The Terabase Search Engine
Terabase 搜索引擎
基本信息
- 批准号:8882493
- 负责人:
- 金额:$ 34.61万
- 依托单位:
- 依托单位国家:美国
- 项目类别:
- 财政年份:2014
- 资助国家:美国
- 起止时间:2014-07-01 至 2017-04-30
- 项目状态:已结题
- 来源:
- 关键词:AccelerationAffectAlgorithmsArchivesChromosome StructuresCodeCommunitiesComplexComputational algorithmComputer softwareComputersCoupledDNA SequenceDNA Sequence DatabasesDataData CompressionData SetDatabasesDepositionDiseaseGalaxyGenesGenomeGoalsHealthHumanHuman GeneticsHuman GenomeInfectious Diseases ResearchInvestigationModelingMolecularMutationPositioning AttributeProcessReaction TimeReadingReal-Time SystemsResearchResearch PersonnelResourcesRetrievalRunningScientistSequence AnalysisServicesSiteSolutionsSorting - Cell MovementSpeedSystemTimeValidationVariantWritingbasecloud baseddesignhuman DNA sequencinghuman diseasehuman genome sequencingindexinginstrumentmicrobialnext generation sequencingnovel strategiesopen sourceprogramstooltraituser-friendlyweb interface
项目摘要
DESCRIPTION (provided by applicant): We propose to create a new system, the Terabase Search Engine that will make it possible for biomedical researchers to search all human DNA sequences that have been sequenced and deposited in public archives. The vast and growing resource of human DNA sequences provides a wealth of opportunities for scientific discovery and for validation of results, but the size of the data sets has already far exceeded the ability o most researchers to use them.

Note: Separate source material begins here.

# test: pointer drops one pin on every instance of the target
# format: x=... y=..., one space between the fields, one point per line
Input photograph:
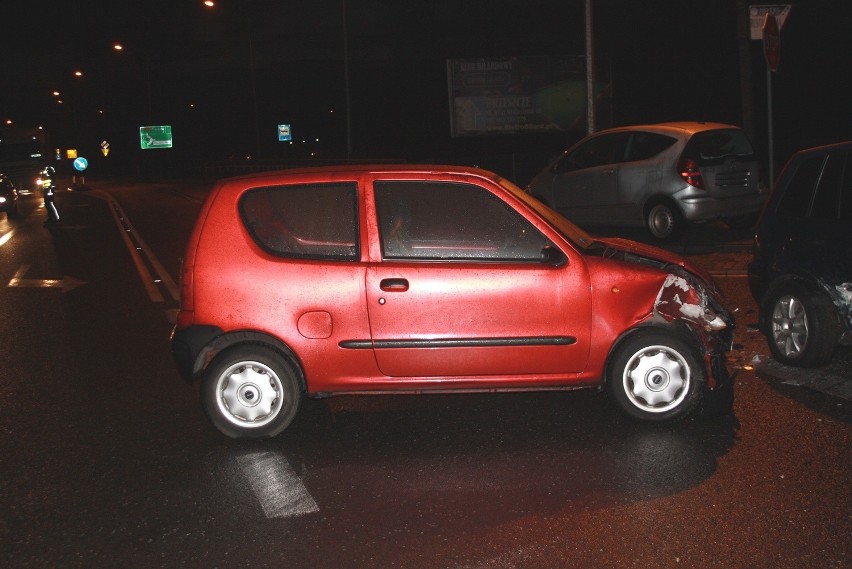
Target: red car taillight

For more than two decades, geneticists and geneticists have relied on DNA sequence databases for a wide range of scientific endeavors, including the discovery of new genes and new mutations, the investigation of evolutionary changes within and between species, the forces affecting chromosomal structure and change, and many other molecular and evolutionary processes. The ability to search all known genes and genomes using BLAST and similar programs has long been assumed, and sequence search engines throughout the world provide this ability. However, the raw data pouring out of next-generation sequencing (NGS) projects has exceeded our ability to provide rapid access to it. A single NGS instrument can generate six billion reads encompassing 600 billion bases in a single run, and this capacity is still growing. Traditional alignment programs like BLAST cannot sort through this data in a reasonable amount of time. Newer, faster programs such as Bowtie (developed by our group) allow far faster alignment of NGS reads to the genome, but today the size of the data sets, now in excess of 1 trillion reads, far exceeds the ability of most computers to store it. And
even the fastest alignment programs today could not search all this data in a reasonable amount of time. A new approach is required in order to serve up these huge and hugely valuable DNA sequences to the research community. The Terabase Search Engine will be a new, highly efficient system for searching trillions of bases in real time. Using a hierarchical search strategy with extensive pre-processing to speed up response time, the TSE will allow a scientist to align any sequence, human or non-human, to all publicly-available human sequence reads. Reads that match the human genome will be indexed and stored on very high-speed disks for rapid retrieval. Reads that match microbial sequences will be captured and stored separately for use in micro biome and infectious disease research. The system will be made available through a user-friendly web interface, and a local database will store each user's results for further analysis on the TSE site or for download to a local site. This system will make
it possible, for the first time ever, for any scientist to align a sequence to the complete set of human DNA sequences and to retrieve everything that matches, without the need to write special-purpose programs or to use complex cloud-based software interfaces. All of the software for this project will be developed under an open-source model that will permit others to use, modify, share, and re-distribute the code without restriction.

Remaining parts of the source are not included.